Monday, June 19, 2017

Physical Pendulum Lab

Lab done on 6/7/17
Lab Partner Jonathan Goei

For this lab we are trying to calculate the moment of inertia and the period of oscillation for two shapes at two different pivot points. We will do this theoretically by taking a mathematical approach to find the moment of inertia and the period of oscillation. Then we will test this out by using a photogate to calculate the moment of inertia.

To start this experiment we had to first find the moment of inertia at the center of mass of a semicircular sheet. We then found the center of mass of this semicircular sheet. We then used this information to find the the moment of inertia at the top and bottom of the semicircle. Then using this formula we derived an equation for the angular velocity at those two spots. We then repeated these same steps for an isosceles triangle. After this we measured the base and the height of the triangle and the diameter of our semicircle in order to plug these into the equations we had derived in order to calculate the period of oscillation. Finally we compared our observed values to our theoretical values to see what our percentage of error had been.






We did a really good job of calculating the period of oscillation for these two shapes as you can see below our theoretical and experimental values were really close to each other both with a less than 1% of error. This experiment had the least percentage error than any other experiment we did during the semester.
Period of oscillation for the triangle
Period of oscillation for the semicircle


The reason why you can assume that the paper clips won't greatly affect the period of oscillation is because they are right at the axis of rotation and will therefore not affect the our moment of inertia measurements. The tape and paper are more likely to make an effect on our measured moment of inertia because they are further away from our pivot point. However, because the weight of the tape and paper is almost nothing compared to the cardboard we it wont make that great of an impact. In conclusion our experiment was a success considering we had a less than 1% in error. 

Wednesday, June 7, 2017

Lab 19 Conservation of Energy/ Angular Momentum

Lab Partner: Jonathan Goei
Lab Performed on 5/31/17

By doing this experiment we are trying to find the height that a piece of clay will travel to after being hit by a meter stick. We will be using conservation of energy and angular momentum to find this out.

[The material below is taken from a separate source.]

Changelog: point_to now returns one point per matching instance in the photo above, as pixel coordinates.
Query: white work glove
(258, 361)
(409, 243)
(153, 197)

In order to do this we first had to find the mass of the clay and the meterstick. The next thing we did was to find out what the moment of inertia of the meter stick was going to be. We did this by using the parallel axis theorem. this is because we were using a pivot at the 10 cm spot instead of the end or middle. After finding this out our next goal was to find the angular velocity of the meter stick before it collided with the piece of clay on the floor. Then we found the moment of inertia of the system, both the meter stick and the clay.After finding this out we found the angular velocity at the bottom once the clay was stuck to the meter stick. Finally we found the height that the clay rose to after it was stuck to the meterstick. We did this by using the concept that the rotational energy of the stick and clay would be conserved and turned into gravitational potential energy of the stick and clay.


 Unfortunately our theoretical results were not as close as we would have liked to our actual result. Our theoretical result said that our height should have been 0.328 m. However when we measured the height using logger pro we got .229 m. Our percentage of error was of 30%. The reason why i believe that our error was off y so much is because we messed up on the experiment and didn't drop it from a horizontal height. Another thing that could have affected our actual height is air resistance which is something that we didn't take into account when doing our theoretical approach to the problem.